The nub of the matter is that I emphasize factors that fall outside the bargaining model: the multiple audiences of Saddam that complicate the standard two-party bargaining game, the skewed beliefs of the Bush administration and their origins in psychological dispositions, and the failure of the U.S. to consider the likely postwar governance costs. DM present a fully rationalist model that can explain the origins of the Iraq War. But that one can pose a rational model that predicts preventive war does not make it the right model or necessarily do justice to the facts of the case. As someone often portrayed as a rationalist and defender of rationalist theory, this is an admittedly unusual and possibly ironic position for me to take.
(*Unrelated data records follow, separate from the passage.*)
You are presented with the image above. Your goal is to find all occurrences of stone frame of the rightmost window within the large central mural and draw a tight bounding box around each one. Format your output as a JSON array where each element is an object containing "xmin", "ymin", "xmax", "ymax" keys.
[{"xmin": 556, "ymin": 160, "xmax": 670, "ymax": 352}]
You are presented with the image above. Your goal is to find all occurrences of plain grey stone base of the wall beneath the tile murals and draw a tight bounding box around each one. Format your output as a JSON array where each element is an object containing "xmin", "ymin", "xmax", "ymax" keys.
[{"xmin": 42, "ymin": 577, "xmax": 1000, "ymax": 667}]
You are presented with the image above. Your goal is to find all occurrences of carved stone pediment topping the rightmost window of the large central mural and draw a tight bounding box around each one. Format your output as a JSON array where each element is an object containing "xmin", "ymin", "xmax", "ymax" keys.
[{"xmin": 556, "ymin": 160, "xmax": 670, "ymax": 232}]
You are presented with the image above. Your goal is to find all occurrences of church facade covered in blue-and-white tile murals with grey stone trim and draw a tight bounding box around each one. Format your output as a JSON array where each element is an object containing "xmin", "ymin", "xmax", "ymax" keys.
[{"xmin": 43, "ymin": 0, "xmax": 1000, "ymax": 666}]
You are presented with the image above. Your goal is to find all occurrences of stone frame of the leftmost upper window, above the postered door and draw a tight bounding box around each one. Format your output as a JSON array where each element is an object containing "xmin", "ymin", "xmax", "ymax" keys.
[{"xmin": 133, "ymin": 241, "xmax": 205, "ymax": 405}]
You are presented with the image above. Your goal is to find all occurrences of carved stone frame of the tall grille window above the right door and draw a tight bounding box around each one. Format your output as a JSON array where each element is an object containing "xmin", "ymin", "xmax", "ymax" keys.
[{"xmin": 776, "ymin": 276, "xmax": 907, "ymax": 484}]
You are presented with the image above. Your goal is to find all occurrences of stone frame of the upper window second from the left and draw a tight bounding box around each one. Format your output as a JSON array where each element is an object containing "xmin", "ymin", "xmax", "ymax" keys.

Non-rationalists have always complained that the discipline privileges any rationalist explanation over other possible explanations, a stance I have often taken and for which I plead guilty. In this case, however, strict adherence to rationalism and the bargaining model as currently construed – even with DM’s important extension – still misses essential aspects of the politics and decision-making that led to the most disastrous and mistaken war of our time.